The present invention relates generally to the installation and maintenance of overhead electrical power cables and more particularly concerns the splices used to serially connect lengths of cable.
At the time of cable installation, if cables are too short, a lineman will use a splice to serially connect available lengths of cable to span the necessary distance. If a line breaks, a lineman may have to use a double splice to complete the length of a cable. If a cable is damaged, a lineman will have to cut out the damaged section and splice the original cable, or perhaps double splice a piece of cable into the original cable.
Even when properly installed with or without a splice, cables are typically of braided or twisted aluminum with a steel strand, and will sag over time under their own weight. Sometimes environmental conditions, such as icing during a winter storm, will add sufficient weight to a cable to cause almost immediate sag. Whatever the cause, the dangers of sag in power cables is well-known. When unacceptable sag has occurred, a lineman will cut the sagging cable, remove a section of the cut cable to adjust the cable length and use a splice to serially connect the cut ends of the cable.

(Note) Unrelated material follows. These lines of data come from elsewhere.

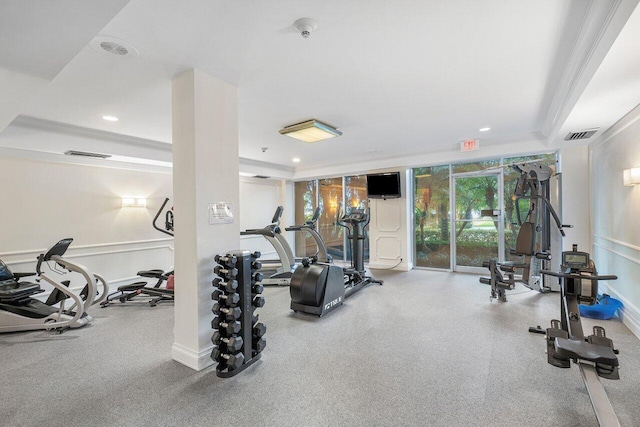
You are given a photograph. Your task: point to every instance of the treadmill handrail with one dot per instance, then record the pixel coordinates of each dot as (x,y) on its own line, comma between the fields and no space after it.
(579,276)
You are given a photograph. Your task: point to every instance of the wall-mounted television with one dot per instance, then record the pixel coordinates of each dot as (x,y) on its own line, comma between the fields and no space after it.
(383,185)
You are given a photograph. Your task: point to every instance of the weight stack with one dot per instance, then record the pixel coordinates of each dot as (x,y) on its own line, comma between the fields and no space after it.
(238,337)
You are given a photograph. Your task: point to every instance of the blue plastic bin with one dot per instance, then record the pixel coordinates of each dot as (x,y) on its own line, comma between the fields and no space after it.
(605,308)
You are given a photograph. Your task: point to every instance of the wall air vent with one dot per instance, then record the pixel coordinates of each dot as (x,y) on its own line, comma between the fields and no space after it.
(86,154)
(583,134)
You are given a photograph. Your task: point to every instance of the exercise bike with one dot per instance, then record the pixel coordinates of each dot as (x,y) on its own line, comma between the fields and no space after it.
(566,342)
(19,311)
(156,292)
(317,287)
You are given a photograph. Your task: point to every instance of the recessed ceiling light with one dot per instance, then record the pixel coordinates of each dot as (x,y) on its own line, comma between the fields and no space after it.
(310,131)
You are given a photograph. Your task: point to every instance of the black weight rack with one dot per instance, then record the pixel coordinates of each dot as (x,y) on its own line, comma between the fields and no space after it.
(238,338)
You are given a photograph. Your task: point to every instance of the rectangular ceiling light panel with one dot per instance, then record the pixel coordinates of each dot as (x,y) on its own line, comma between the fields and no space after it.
(310,131)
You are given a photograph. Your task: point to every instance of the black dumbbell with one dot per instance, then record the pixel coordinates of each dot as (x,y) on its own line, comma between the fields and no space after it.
(259,344)
(229,299)
(234,344)
(258,302)
(259,330)
(228,272)
(229,327)
(229,286)
(233,361)
(231,312)
(228,260)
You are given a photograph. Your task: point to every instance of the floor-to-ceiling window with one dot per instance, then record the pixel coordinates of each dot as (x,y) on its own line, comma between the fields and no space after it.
(331,202)
(431,217)
(464,214)
(306,202)
(335,197)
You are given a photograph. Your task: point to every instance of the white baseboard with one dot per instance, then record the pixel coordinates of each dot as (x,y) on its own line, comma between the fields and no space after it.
(194,360)
(629,313)
(403,266)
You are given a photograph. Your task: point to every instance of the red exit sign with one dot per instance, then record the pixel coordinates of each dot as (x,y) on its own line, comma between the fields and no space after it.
(470,145)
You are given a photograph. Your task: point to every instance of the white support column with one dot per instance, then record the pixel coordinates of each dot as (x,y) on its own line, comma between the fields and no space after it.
(205,171)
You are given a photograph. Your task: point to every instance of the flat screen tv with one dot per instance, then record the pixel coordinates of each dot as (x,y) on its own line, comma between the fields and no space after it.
(383,185)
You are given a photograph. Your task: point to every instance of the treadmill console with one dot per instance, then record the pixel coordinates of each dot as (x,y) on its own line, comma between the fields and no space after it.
(355,216)
(575,260)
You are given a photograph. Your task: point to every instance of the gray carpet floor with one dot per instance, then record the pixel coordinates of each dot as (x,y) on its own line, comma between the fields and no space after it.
(425,349)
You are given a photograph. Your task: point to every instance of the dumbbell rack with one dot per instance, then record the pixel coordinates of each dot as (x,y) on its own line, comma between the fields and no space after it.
(237,275)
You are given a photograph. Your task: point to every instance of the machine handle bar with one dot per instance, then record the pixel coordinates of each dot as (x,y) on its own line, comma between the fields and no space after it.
(579,276)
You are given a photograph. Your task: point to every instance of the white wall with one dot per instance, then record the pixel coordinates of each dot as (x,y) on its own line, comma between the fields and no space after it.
(47,201)
(574,165)
(615,210)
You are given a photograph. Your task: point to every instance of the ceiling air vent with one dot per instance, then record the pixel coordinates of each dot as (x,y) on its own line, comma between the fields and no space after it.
(86,154)
(583,134)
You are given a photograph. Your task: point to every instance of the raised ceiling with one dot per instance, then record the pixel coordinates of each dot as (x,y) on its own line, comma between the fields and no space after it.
(398,78)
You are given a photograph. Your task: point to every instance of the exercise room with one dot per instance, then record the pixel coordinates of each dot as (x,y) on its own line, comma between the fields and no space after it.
(320,213)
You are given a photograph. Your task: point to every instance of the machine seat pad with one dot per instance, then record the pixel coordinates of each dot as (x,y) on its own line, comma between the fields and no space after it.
(575,349)
(511,266)
(10,289)
(132,286)
(155,274)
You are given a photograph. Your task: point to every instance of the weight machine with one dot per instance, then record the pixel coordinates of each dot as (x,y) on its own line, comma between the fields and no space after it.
(566,342)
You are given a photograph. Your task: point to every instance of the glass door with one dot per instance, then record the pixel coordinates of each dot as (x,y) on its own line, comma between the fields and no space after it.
(477,229)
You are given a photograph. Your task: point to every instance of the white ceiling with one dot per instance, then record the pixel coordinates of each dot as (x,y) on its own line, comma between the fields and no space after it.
(398,78)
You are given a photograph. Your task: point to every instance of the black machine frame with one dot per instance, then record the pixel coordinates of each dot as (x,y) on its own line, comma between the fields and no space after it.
(595,354)
(534,185)
(318,288)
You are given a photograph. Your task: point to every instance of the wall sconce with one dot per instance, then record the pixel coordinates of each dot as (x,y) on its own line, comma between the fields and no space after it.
(134,202)
(631,176)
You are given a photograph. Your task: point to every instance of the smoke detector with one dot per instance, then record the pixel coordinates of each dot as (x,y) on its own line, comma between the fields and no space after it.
(305,26)
(113,47)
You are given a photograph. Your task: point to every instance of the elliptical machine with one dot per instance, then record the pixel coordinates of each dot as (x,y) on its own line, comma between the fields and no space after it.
(19,311)
(318,288)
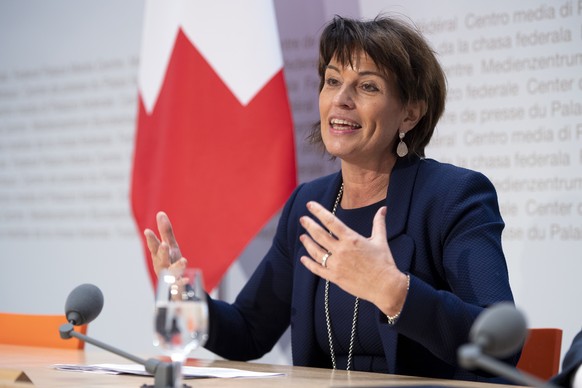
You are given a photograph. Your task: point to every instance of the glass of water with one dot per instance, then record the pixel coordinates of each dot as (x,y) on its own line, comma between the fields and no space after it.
(181,316)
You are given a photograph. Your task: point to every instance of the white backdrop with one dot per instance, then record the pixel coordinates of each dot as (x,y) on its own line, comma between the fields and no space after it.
(67,120)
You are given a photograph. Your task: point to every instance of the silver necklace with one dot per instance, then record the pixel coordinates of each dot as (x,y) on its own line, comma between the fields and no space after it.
(326,306)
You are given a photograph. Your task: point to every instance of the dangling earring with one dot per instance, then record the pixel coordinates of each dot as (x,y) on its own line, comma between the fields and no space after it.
(402,149)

Presently known cable splices include a housing in the form of an elongated tube which is symmetrical about a longitudinal axis and in relation to a perpendicular center plane. The elongated tube has a short cylindrical center section with long tapered extensions aligned on the longitudinal axis. The tube center section is stamped against a disc in concentric disposition in the center of the center section.
Each tapered extension contains an elongated split-ring vise grip shorter than its extension. An inner constant-diameter serrated surface complements the outer diameter of the cable to be spliced. An outer tapering diameter complements the taper of the inside wall of the extension. Opposed cable ends are gripped in the splice by the serrated surface, the serrations permitting insertion and preventing withdrawal of the cables into and out of the splice.
Each tapered extension has a spring coiled about the housing longitudinal axis with one end butted against the plastic disc and the other end butted against the thick-wall end of the split-ring vise grip. The spring is capable of compressing until the inner diameter of the split-ring has opened sufficiently to receive the cable to be spliced and of expanding until the tapered outside wall of its vise-grip abuts the tapered inside wall of the extension. Each tapered extension also has a plastic funnel fitting guiding its respective cable end into the clamping inner diameter of its vise-grip.
In association with the known splice, and in accordance with present practice, once a splice has been installed the expanded spring and vise-grip prevent removal of the splice. Since cutting the cable is generally undesirable, a lineman will cut the splice at the plastic disc, destroying the splice but releasing the cable. One lineman may destroy many splices on a typical day.
It is, therefore, an object of this invention to provide a tool for and method of removing a splice from an electrical power cable without destroying the splice. It is also an object of this invention to provide a tool for and method of removing a splice from an electrical power cable that simplifies the process of splice removal. It is a further object of this invention to provide a tool for and method of removing a splice from an electrical power cable that simplifies the process of reconnecting the cable.